JNS
Some 13,000 survivors have died since last year's Holocaust Martyrs' and Heroes' Remembrance Day in May 2024.
Approximately 120,000 of the Holocaust survivors who made the Jewish state their home after the 1941-1945 destruction of European Jewry remain alive as of this month, the Ministry of Welfare and Social Affairs revealed ahead of Israel's Holocaust Remembrance Day, which begins on Wednesday evening.
According to the Israeli government figures, around 10% of the country's Shoah survivors, or 13,000 people, have died since last year's Yom Hashoah, full name: Holocaust Martyrs' and Heroes' Remembrance Day in May 2024.
“In the past year, we have lost about 10% of Holocaust survivors in Israel," Minister of Welfare and Social Affairs Ya'akov Margi stated in remarks published by his office on Tuesday.
"This places a double responsibility on all of us: first, to intensify our efforts to provide the remaining survivors with a life of dignity and comprehensive emotional and social support; and second, to act decisively to document their stories, preserve their testimonies, and pass on their legacy to future generations," the minister added.
Approximately 32% of survivors living in the Jewish state receive some form of support from the Welfare and Social Affairs Ministry, he said. The ministry supports the development and expansion of services for survivors with an annual budget of 77 million shekels ($21 million).

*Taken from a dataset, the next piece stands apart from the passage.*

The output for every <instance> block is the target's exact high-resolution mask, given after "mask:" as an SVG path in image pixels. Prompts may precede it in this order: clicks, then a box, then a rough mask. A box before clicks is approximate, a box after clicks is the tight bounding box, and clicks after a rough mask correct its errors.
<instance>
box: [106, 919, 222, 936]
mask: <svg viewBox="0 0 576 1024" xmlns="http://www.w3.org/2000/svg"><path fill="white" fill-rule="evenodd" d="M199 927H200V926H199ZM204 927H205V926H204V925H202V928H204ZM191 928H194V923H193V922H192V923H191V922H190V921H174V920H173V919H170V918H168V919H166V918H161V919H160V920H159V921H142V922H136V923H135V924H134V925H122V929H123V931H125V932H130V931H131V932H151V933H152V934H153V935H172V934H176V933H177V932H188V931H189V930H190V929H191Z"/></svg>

The statement noted that some 2,500 Shoah survivors were impacted by the Oct. 7, 2023, Hamas-led massacre in southern Israel, including around 2,000 who had to be evacuated to safety from their homes.
As of Tuesday, 128 survivors are still displaced from their homes, most of them from northern communities that were attacked by Iranian-backed Hezbollah terrorists in the months following the massacre.
"During the war, close ties were formed between elderly citizens from different communities who were evacuated to the same hotels—many of them Holocaust survivors—and for them, the ministry established community and social services in the evacuated hotels," it stated.
"In order to preserve the communities that formed during the period of evacuation, the ministry recently opened 21 new centers to serve the new communities: 19 in the north and two in the south," it added.
Some 1,400 (0.6%) of the estimated 220,800 Holocaust survivors living in 90 countries today are centenarians, and half of the remaining survivors live in Israel, according to figures published by the Conference on Jewish Material Claims Against Germany on Tuesday.
The Claims Conference's report, titled "Vanishing Witnesses: An Urgent Analysis of the Declining Population of Holocaust Survivors," projects that just half of the Holocaust survivors alive worldwide today will remain in six years, with just 30%, or about 66,250, remaining in 2035. By 2040, just 22,080 survivors will remain, according to the Claims Conference.